Металлические ножки стульев заскрежетали по каменному полу, и все трое одновременно поднялись из-за стола. Теперь лейтенант смог разглядеть их в полный рост. В рукопашном бою он, наверняка, справится с обоими. Ствол, судя по всему, у славянина, но, слава Богу и острым зубам Златы, воспользоваться им с забинтованной правой ладонью он вряд ли сможет.
– От мертвого осла уши я вам привезу, а не девчонку! – перешёл в словесную атаку офицер.
Всё шло к мордобою, но драки не случилось. За запертой стеклянной дверью кафе появился старший прапорщик Язвицкий, за ним толпился
– Бешим!

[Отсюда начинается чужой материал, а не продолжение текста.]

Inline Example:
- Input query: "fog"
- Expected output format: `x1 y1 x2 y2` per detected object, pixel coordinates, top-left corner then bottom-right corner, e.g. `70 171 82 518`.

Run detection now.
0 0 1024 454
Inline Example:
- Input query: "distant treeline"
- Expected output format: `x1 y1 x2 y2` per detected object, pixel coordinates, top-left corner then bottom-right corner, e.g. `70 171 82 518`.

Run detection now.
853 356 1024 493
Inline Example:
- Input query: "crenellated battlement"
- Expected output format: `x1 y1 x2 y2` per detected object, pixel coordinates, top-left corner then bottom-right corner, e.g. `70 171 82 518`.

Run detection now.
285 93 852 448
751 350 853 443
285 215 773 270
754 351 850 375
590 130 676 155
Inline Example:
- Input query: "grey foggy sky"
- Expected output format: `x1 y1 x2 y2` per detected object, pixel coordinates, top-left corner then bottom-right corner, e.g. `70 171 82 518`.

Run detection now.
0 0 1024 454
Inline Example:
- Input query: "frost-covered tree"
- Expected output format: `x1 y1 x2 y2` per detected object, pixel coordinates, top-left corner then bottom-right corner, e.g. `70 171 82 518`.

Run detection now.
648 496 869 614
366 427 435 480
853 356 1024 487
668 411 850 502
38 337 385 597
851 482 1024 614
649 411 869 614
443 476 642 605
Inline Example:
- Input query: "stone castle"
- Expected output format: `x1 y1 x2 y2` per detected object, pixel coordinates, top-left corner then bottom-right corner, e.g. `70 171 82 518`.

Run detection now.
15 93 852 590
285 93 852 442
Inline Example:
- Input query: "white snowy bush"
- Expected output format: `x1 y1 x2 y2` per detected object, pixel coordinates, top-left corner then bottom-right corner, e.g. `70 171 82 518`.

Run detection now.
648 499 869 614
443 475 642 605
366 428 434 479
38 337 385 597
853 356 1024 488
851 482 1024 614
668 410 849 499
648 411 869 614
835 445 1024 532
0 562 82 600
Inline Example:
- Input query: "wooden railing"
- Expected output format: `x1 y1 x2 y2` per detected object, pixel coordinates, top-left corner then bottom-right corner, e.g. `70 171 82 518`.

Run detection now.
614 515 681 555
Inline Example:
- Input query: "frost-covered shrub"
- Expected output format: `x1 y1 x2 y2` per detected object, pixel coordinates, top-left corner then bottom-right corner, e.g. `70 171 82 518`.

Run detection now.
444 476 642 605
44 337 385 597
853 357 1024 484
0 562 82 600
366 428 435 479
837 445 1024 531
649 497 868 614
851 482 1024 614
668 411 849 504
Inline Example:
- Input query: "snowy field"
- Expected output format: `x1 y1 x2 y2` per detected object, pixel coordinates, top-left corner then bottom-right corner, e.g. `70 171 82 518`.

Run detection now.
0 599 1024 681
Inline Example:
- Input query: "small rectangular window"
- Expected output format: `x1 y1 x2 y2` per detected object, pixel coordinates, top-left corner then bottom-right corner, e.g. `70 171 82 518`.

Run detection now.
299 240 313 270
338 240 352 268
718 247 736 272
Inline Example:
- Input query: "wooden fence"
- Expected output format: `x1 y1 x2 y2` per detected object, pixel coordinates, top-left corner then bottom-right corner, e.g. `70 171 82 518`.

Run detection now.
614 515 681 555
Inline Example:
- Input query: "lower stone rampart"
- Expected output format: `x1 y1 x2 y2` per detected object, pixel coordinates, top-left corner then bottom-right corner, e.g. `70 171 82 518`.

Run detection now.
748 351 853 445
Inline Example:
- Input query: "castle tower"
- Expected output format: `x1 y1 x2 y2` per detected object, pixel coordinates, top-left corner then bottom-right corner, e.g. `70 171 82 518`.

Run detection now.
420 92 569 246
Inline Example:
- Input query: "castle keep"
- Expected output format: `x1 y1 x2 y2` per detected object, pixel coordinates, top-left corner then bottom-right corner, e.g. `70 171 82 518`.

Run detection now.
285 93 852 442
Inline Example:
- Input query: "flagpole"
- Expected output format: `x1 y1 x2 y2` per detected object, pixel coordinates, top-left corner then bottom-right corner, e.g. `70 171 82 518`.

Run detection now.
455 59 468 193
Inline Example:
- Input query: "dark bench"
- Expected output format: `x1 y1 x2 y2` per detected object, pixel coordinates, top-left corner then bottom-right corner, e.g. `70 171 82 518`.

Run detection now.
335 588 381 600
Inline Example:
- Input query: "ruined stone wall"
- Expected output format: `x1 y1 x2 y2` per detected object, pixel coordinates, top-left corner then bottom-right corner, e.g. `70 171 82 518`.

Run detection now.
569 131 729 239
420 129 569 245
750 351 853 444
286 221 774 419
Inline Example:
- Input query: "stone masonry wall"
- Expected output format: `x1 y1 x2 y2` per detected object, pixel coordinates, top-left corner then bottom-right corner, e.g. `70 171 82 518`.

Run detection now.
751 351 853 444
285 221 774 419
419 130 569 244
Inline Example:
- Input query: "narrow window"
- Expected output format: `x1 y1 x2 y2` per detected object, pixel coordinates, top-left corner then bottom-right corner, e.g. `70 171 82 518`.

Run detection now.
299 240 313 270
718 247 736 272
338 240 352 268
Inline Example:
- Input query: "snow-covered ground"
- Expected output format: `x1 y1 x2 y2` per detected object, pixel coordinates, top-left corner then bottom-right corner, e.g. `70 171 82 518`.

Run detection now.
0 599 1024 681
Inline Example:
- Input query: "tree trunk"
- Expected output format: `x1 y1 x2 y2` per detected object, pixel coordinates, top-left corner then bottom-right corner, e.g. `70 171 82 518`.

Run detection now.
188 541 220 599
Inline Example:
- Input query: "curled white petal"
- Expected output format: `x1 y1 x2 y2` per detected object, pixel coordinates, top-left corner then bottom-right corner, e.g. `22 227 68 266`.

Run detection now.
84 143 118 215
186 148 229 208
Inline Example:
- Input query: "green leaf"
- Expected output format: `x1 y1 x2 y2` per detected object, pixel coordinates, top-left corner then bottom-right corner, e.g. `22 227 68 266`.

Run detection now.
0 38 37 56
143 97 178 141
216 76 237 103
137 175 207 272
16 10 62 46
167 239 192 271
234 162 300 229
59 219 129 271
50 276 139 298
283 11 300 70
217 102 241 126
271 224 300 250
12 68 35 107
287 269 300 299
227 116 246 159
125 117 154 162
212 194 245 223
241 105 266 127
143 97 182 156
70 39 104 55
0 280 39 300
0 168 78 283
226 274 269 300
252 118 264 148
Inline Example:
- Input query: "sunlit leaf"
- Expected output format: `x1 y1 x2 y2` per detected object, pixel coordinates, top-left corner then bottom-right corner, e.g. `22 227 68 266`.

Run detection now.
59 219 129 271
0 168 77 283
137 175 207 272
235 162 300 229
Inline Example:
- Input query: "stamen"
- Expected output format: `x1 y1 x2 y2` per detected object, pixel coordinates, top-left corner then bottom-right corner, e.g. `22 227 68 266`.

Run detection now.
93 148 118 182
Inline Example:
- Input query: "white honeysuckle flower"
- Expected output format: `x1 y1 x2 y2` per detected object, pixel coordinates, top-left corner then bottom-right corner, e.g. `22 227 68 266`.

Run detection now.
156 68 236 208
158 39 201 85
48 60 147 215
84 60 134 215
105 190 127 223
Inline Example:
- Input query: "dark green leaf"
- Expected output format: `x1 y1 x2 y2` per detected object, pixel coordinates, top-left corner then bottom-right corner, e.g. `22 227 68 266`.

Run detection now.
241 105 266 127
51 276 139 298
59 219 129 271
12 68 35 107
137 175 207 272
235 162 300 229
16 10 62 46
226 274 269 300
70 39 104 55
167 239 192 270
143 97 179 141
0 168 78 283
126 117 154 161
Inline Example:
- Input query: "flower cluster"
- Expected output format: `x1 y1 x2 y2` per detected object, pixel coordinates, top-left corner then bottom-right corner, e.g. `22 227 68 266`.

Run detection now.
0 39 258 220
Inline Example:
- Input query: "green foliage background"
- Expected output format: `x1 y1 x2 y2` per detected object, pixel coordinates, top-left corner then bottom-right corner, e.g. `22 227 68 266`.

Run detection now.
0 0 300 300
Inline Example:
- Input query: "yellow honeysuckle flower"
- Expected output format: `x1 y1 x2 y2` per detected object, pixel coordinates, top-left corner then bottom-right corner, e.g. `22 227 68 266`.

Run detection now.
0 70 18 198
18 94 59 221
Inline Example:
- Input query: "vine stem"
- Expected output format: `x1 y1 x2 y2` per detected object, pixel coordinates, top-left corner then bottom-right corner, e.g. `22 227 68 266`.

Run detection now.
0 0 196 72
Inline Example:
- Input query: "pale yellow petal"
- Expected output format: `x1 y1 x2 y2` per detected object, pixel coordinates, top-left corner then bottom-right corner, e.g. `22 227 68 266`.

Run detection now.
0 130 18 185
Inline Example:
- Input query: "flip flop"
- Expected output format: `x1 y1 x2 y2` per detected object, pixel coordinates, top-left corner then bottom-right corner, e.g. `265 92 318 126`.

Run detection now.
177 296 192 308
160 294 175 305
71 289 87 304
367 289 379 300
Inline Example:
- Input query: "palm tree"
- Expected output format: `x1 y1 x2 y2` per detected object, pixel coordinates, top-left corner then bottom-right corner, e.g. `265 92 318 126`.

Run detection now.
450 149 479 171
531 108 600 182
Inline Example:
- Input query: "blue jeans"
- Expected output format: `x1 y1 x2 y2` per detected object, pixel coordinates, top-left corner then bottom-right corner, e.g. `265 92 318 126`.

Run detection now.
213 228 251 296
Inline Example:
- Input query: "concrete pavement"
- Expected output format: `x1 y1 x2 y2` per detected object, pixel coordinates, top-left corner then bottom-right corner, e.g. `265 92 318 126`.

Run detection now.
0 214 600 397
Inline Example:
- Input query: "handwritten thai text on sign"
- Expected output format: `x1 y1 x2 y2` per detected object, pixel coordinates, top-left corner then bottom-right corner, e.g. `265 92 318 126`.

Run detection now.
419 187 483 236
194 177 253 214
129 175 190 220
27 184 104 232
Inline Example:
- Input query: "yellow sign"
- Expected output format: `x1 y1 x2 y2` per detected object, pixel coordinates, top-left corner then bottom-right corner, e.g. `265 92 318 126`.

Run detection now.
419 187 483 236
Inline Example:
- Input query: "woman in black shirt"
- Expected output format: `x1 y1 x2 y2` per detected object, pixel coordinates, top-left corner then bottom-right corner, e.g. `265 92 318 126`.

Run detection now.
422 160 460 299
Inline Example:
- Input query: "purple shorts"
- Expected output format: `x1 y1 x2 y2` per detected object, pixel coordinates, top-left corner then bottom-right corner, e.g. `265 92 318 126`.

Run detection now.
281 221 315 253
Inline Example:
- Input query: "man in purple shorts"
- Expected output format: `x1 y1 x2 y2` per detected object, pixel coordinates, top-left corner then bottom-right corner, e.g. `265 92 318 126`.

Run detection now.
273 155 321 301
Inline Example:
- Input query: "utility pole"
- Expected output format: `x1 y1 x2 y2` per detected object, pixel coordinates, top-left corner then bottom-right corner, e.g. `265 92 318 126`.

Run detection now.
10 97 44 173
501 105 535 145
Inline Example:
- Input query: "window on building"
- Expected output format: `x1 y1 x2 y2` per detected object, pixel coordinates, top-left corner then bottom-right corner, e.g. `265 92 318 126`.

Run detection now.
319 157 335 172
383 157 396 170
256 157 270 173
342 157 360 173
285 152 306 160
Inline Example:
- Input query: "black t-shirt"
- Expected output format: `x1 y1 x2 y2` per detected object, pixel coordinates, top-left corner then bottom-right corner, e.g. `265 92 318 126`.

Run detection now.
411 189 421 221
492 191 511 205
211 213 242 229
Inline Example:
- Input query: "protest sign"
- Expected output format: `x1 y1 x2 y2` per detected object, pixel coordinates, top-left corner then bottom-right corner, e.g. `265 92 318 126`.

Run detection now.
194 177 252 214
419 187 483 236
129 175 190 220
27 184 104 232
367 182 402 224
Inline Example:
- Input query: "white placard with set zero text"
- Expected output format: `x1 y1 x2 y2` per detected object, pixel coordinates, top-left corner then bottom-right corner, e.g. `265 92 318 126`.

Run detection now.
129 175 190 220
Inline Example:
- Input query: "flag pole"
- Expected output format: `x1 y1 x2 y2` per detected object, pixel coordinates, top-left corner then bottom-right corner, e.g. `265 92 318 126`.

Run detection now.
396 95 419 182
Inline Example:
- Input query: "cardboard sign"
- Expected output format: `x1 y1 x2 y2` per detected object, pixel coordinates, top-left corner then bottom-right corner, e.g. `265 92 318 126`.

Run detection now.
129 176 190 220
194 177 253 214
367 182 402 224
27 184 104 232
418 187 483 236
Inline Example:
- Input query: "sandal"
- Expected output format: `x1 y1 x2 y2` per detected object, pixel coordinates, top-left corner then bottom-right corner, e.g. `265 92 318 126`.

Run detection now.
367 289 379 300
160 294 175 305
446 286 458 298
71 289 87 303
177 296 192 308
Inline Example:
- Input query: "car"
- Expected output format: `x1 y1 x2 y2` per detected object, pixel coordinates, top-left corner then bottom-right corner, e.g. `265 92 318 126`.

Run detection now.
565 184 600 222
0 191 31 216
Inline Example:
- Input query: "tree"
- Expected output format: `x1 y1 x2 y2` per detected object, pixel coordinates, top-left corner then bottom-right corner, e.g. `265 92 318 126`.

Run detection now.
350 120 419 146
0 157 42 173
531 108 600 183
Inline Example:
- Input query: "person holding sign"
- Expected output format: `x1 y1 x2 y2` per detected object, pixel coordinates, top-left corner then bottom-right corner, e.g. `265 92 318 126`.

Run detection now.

Открывай дверь – кина не будет, – скомандовал бармену Максим, – если есть желание помахаться, можем пройти на полянку за кафешку. Ствол только в машине оставьте, от греха подальше. Бешим! Я сказал – дверь!!!
– Сейчас, командир, сейчас… – засуетился Бешим, открывая дверь.
Прапорщик, шумно дыша, вломился в «стекляшку».
– Чуть не опоздал, – выпалил он.
Гвардейцев со штык-ножами Кольченко остановил в дверях жестом ладони и, махнув рукой в сторону КПП, отправил к месту несения службы.
– К чему этот кипеш? Девка, и в правду, денег стоит. Она Ашоту должна, а значит, заплатит сполна. И за тобой теперь должок будет – процедил сквозь зубы армянин, сузив глаза.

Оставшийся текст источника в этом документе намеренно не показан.